Las redes sociales funcionan bajo modelos de negocio que encuentran su fuente de riqueza en la masiva recolección de nuestros datos: lo que nos gusta o desagrada, lo que compartimos, lo que vemos y hasta lo que escribimos, inclusive lo que borramos. Estas plataformas construyen perfiles tan invisibles como precisos que alimentan a algoritmos que predicen, clasifican y, en muchos casos, manipulan nuestra conducta. En ese orden de ideas, el problema ya no sólo es la pérdida de privacidad, sino la pérdida de agencia humana. Es decir, nuestras decisiones son moldeadas por sistemas automatizados que actúan en función de patrones de comportamiento, segmentación de audiencias y microtargeting, ya sea publicitario o político.
El tema, entonces, no es si nuestras redes sociales saben demasiado sobre nosotros sino, que nosotros sabemos demasiado poco sobre lo que ellas saben, hacen y deciden. Dentro de esta asimetría informativa, lo cierto es que el consentimiento informado es una ficción jurídica, las condiciones de uso y las políticas de privacidad extensas e ininteligibles, sólo sirven para cubrir legalmente a las empresas y no así, para proteger a los usuarios. Sin embargo, me parece que esta no es una cuestión de legalidad, sino de dignidad.
Por ello, es indispensable avanzar hacia una noción de soberanía informativa radicalmente moderna. Proteger los datos personales en entornos digitales, no puede reducirse a formalismos normativos. Debemos aprender a articular la privacidad con la libertad de expresión, la no discriminación, la participación democrática y el libre desarrollo de la personalidad. En otras palabras, debemos concebir a la privacidad no como una barrera, sino como una condición para la vida libre en democracia.

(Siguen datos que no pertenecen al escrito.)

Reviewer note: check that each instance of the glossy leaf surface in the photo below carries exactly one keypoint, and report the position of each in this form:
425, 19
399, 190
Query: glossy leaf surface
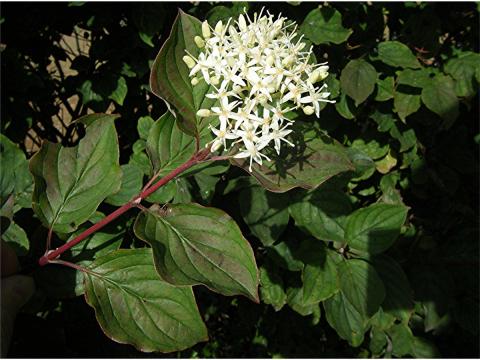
133, 305
70, 183
193, 245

Lo anterior, implica exigir un rediseño profundo de los entornos digitales. Plataformas que promuevan por defecto la privacidad, interfaces que informen de manera clara y comprensible, algoritmos sujetos a auditorías externas, sistemas que permitan rectificar, limitar o suprimir la información personal. Pero también, requiere de la impartición de una educación digital crítica. Las personas deben tener no solo el derecho, sino también las herramientas cognitivas y tecnológicas para ejercer su autodeterminación informativa. Y los Estados, como garantes, deben asumir la activa responsabilidad de regular y supervisar este elusivo ecosistema para que no dejemos las decisiones públicas en manos privadas.

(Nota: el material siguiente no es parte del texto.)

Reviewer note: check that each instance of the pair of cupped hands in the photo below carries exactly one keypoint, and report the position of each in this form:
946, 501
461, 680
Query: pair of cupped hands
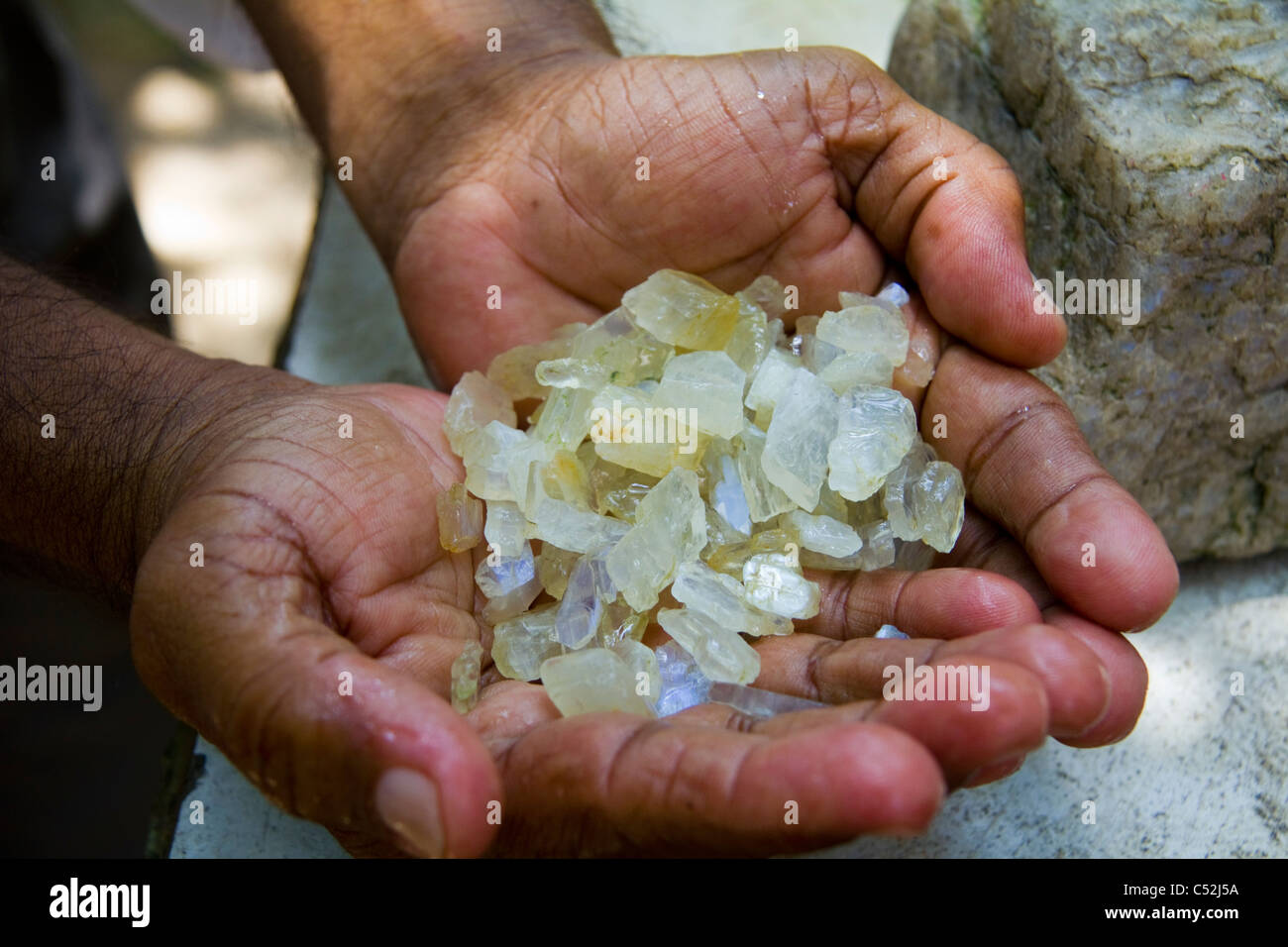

Por ello, la pregunta con la que comenzamos, relativa a quién controla los datos personales, no admite una respuesta única pero, sin duda, exige una acción colectiva. La privacidad en redes sociales no puede pensarse como un lujo del pasado analógico. De hecho, es la base sobre la cual podemos reconstruir la confianza en lo público, resignificar la autonomía personal y repensar los vínculos entre tecnología y humanidad. No se trata de volver atrás, sino de avanzar con lucidez.